Our story centers on Burt Wonderstone, played as an adult by Steve Carrel, as a young boy who is the constant ridicule of the other boys in his class. However, as a birthday present, he receives a Rance Holloway magic kit, and after meeting his new best friend Anton Marvelton, played as an adult by Steve Buscemi, they take the fast way to fame and fortune. However, after 10 years in the business, their act is becoming cheesy and stale; particularly after shock illusionist Steve Gray, played by Jim Carey, begins stealing their crowd away. After failing their first attempt at revitalizing the act and parting ways, Burt and Anton go through their own path of redemption so that they can get back on top and not fade away in obscurity.

Bolstered by the cast of Olivia Wilde and James Gandolfini, the movie’s actors accentuate and compliment each other perfectly.

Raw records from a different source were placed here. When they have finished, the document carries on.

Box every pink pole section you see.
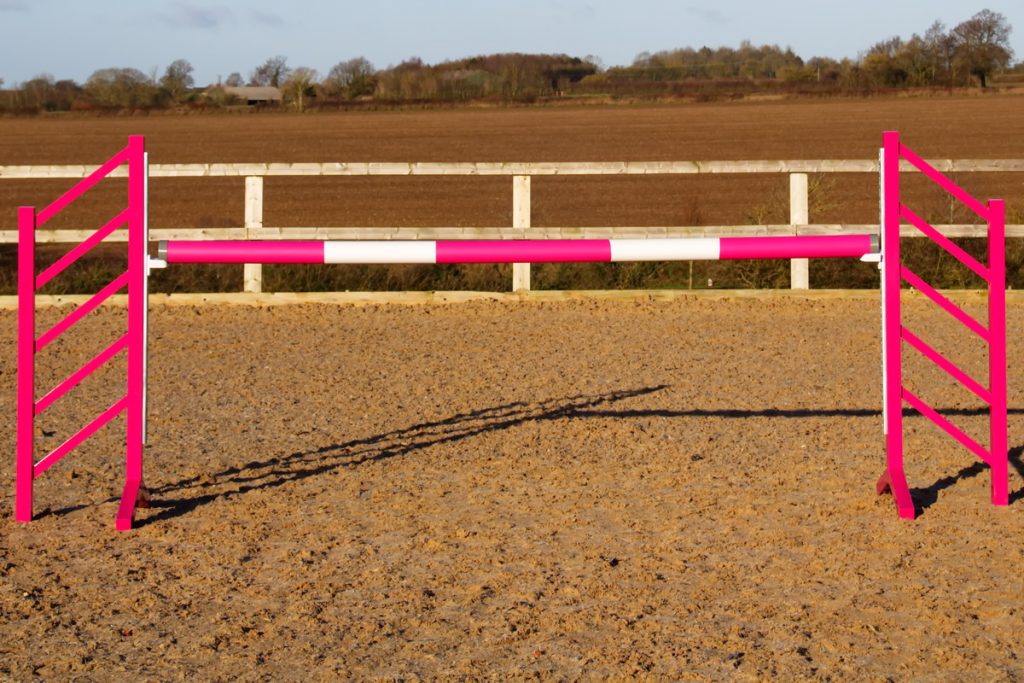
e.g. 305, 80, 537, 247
14, 207, 36, 522
721, 234, 874, 261
164, 240, 324, 263
988, 200, 1010, 505
437, 240, 611, 263
116, 135, 148, 531
878, 132, 914, 519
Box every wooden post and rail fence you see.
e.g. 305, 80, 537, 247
0, 159, 1024, 294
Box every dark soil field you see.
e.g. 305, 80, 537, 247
0, 298, 1024, 681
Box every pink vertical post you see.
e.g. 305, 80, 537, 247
116, 135, 148, 531
988, 200, 1010, 505
877, 132, 914, 519
14, 207, 36, 522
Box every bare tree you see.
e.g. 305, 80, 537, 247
249, 54, 292, 88
951, 9, 1014, 88
85, 69, 156, 109
324, 57, 377, 98
282, 67, 317, 112
160, 59, 196, 102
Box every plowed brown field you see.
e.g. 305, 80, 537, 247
0, 97, 1024, 681
0, 96, 1024, 233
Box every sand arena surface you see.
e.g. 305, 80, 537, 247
0, 298, 1024, 680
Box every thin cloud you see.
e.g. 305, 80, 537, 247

No one particularly outshines each other; rather, the interactions build off each other, growing to a climax that is albeit somewhat predictable still very satisfactory.

Seeing as this is a movie about magic acts, the movie needs to show the practical side as well as the fantastic side of magic, and it does a fantastic job of walking the line. Of course, the audience gets exposure to some of the basics of magic; sleight of hand, card tricks, and even a disappearing trick or two. We also get to see some tricks that would be legitimately amazing if we were to see them on a stage.

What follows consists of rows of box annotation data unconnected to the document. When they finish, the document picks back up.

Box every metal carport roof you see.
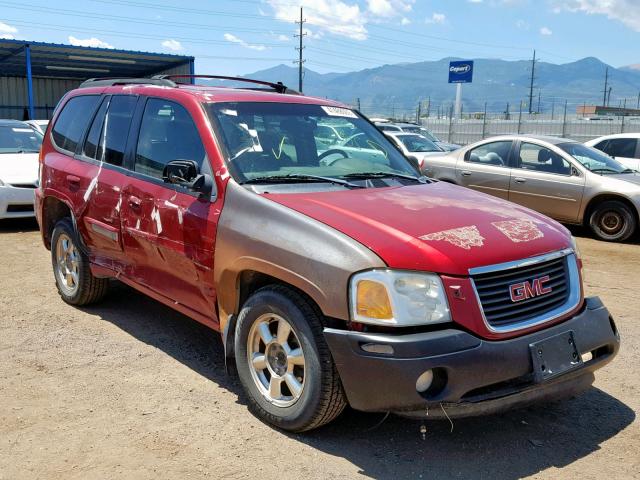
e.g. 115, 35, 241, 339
0, 39, 195, 118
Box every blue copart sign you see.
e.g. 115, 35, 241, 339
449, 60, 473, 83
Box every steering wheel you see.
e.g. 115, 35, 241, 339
318, 148, 349, 166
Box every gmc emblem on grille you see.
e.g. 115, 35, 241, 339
509, 275, 553, 303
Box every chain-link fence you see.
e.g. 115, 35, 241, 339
421, 113, 640, 145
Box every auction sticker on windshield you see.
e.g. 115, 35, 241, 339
322, 106, 358, 118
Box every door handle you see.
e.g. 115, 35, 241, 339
67, 175, 80, 187
128, 195, 142, 210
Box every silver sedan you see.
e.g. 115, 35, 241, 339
423, 135, 640, 241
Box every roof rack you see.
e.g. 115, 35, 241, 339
78, 77, 177, 88
152, 75, 299, 95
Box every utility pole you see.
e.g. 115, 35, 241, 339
293, 7, 306, 93
602, 67, 609, 107
529, 50, 536, 115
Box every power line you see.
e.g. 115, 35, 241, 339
293, 7, 306, 93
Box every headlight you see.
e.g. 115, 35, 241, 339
571, 235, 581, 258
349, 270, 451, 326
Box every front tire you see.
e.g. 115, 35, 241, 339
589, 200, 637, 242
235, 286, 346, 432
51, 218, 109, 306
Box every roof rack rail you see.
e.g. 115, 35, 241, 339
78, 77, 177, 88
152, 75, 299, 95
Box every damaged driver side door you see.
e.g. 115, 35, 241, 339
123, 98, 220, 323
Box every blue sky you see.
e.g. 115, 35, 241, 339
0, 0, 640, 74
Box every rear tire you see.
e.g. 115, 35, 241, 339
51, 218, 109, 306
235, 286, 346, 432
589, 200, 637, 242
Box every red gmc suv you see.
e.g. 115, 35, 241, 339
36, 76, 619, 431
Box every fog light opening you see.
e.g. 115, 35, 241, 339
416, 370, 433, 393
580, 352, 593, 363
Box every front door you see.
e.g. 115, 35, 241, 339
509, 142, 585, 222
456, 140, 513, 199
122, 98, 221, 321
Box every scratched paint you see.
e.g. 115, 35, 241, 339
491, 220, 544, 243
151, 207, 162, 235
419, 225, 484, 250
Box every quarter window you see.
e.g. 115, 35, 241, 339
52, 95, 100, 153
135, 98, 205, 178
517, 142, 571, 175
467, 140, 512, 167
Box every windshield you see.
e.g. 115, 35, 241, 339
207, 102, 419, 183
402, 126, 440, 142
396, 135, 440, 152
558, 143, 632, 174
0, 125, 42, 154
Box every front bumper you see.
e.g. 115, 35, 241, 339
324, 297, 620, 417
0, 185, 35, 218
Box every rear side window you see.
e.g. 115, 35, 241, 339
52, 95, 100, 153
135, 98, 205, 178
604, 138, 638, 158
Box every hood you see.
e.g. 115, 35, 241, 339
0, 153, 38, 185
265, 182, 571, 275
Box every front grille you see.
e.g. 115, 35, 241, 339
7, 204, 33, 213
472, 256, 577, 328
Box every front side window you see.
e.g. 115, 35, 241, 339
558, 142, 633, 175
52, 95, 100, 153
467, 140, 513, 167
0, 125, 42, 154
516, 142, 571, 175
135, 98, 206, 178
207, 102, 417, 182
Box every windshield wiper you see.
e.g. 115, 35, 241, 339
342, 172, 428, 183
241, 173, 365, 188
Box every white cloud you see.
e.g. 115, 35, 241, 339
162, 38, 184, 52
552, 0, 640, 32
265, 0, 415, 40
425, 12, 447, 24
69, 35, 115, 48
266, 0, 367, 40
224, 33, 267, 52
0, 22, 18, 40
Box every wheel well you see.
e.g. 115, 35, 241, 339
42, 197, 72, 249
582, 194, 639, 228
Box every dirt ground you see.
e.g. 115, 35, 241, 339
0, 221, 640, 480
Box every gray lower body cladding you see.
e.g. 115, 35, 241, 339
325, 298, 620, 417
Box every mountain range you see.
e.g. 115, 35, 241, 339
246, 57, 640, 116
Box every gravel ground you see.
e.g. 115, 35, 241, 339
0, 221, 640, 480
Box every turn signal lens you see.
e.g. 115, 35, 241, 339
356, 280, 393, 320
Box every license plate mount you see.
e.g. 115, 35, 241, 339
529, 331, 582, 382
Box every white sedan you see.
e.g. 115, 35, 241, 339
584, 133, 640, 172
0, 120, 42, 219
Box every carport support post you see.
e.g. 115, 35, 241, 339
24, 45, 35, 120
482, 102, 487, 140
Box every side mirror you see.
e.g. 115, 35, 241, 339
406, 155, 422, 172
162, 160, 213, 198
162, 160, 200, 186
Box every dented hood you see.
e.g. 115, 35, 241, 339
265, 182, 571, 275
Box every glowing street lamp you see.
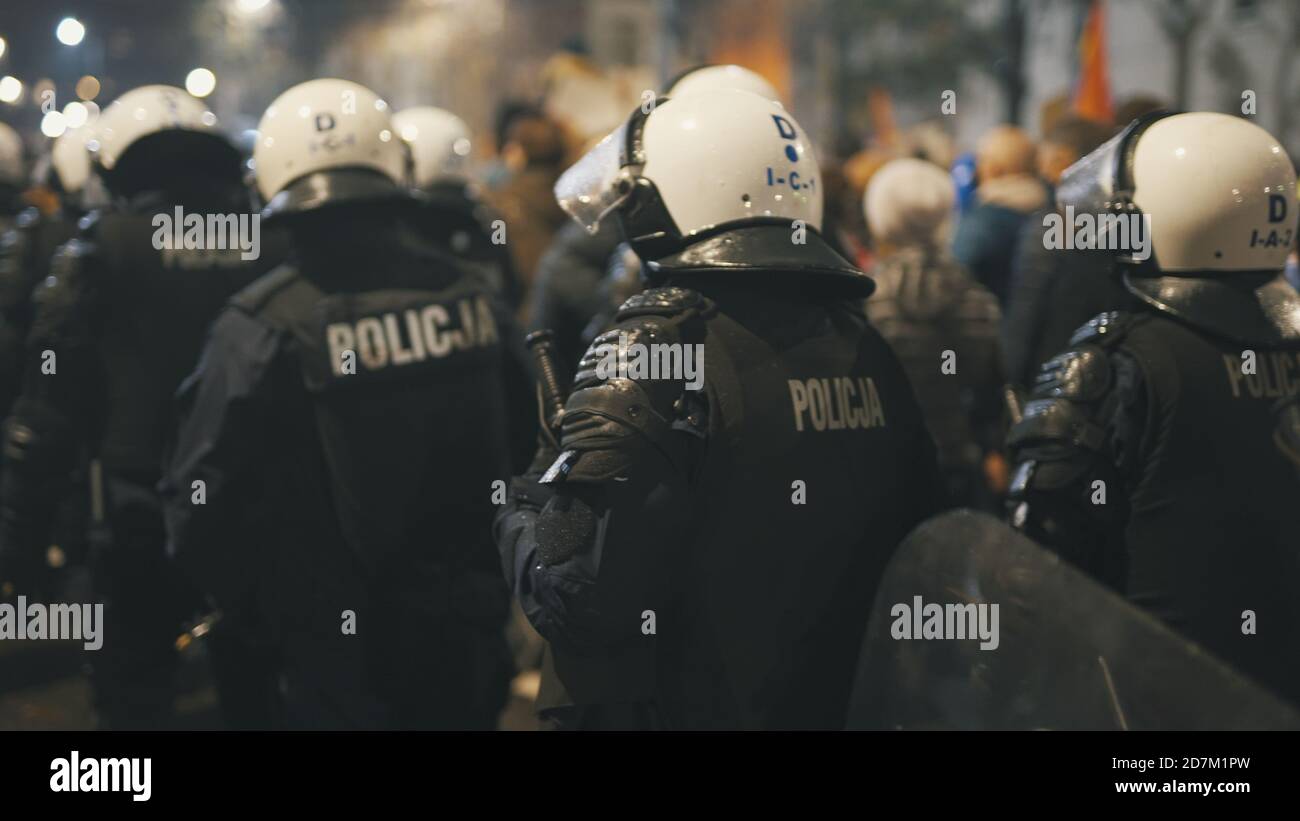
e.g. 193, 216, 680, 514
55, 17, 86, 45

There are a few different levels of comedy that come together to make for virtually perfect pacing and timing. Steve Carrel is famous for his verbal comedic timing, and here it comes through in spades. The physical comedy of Jim Carey is actually enhanced here by the fantastic; getting to see him do impossible acts of human endurance, such as sleeping on a bed of piping hot coals or making himself into a human piñata, and doing so in a way that only he can do. Putting all of them together with the wit of Wilde and the character actor of Buscemi is enough to make comic genius.

The unfortunate drawback of this movie is that it isn’t particularly memorable thing; this isn’t going to be the type of movie that has an endless amount of quotes or scenes lifted from it for the sake of parody. There aren’t going to be a sudden wave of people trying to get into magic nor are there going to be a large number of people trying to dress up like the lead characters for Halloween. It is an above average, funny comedy with great acting, catchy music and good settings; but there isn’t anything that completely stands out and makes it the next big thing.

The Incredible Burt Wonderstone is definitely an enjoyable comedy, but it just plays things a little too safe. There was a lot of potential for this movie to push the boundaries of traditional, formulaic story progression and really strike ground with legitimate originality; but instead there is an all too natural plot low and progression of character development that leaves a funny, predictable and ultimately forgettable film.

The acting is completely superb with excellent synergy that will even provide a few heartfelt moments. The pacing of the movie is completely sound and doesn’t jar you by quickly fluttering between dramatic and hilarious scenes. There are a few moments that make this movie not for children under a certain age, but otherwise this would be an enjoyable film for nearly all audiences. Two and a half stars out of four.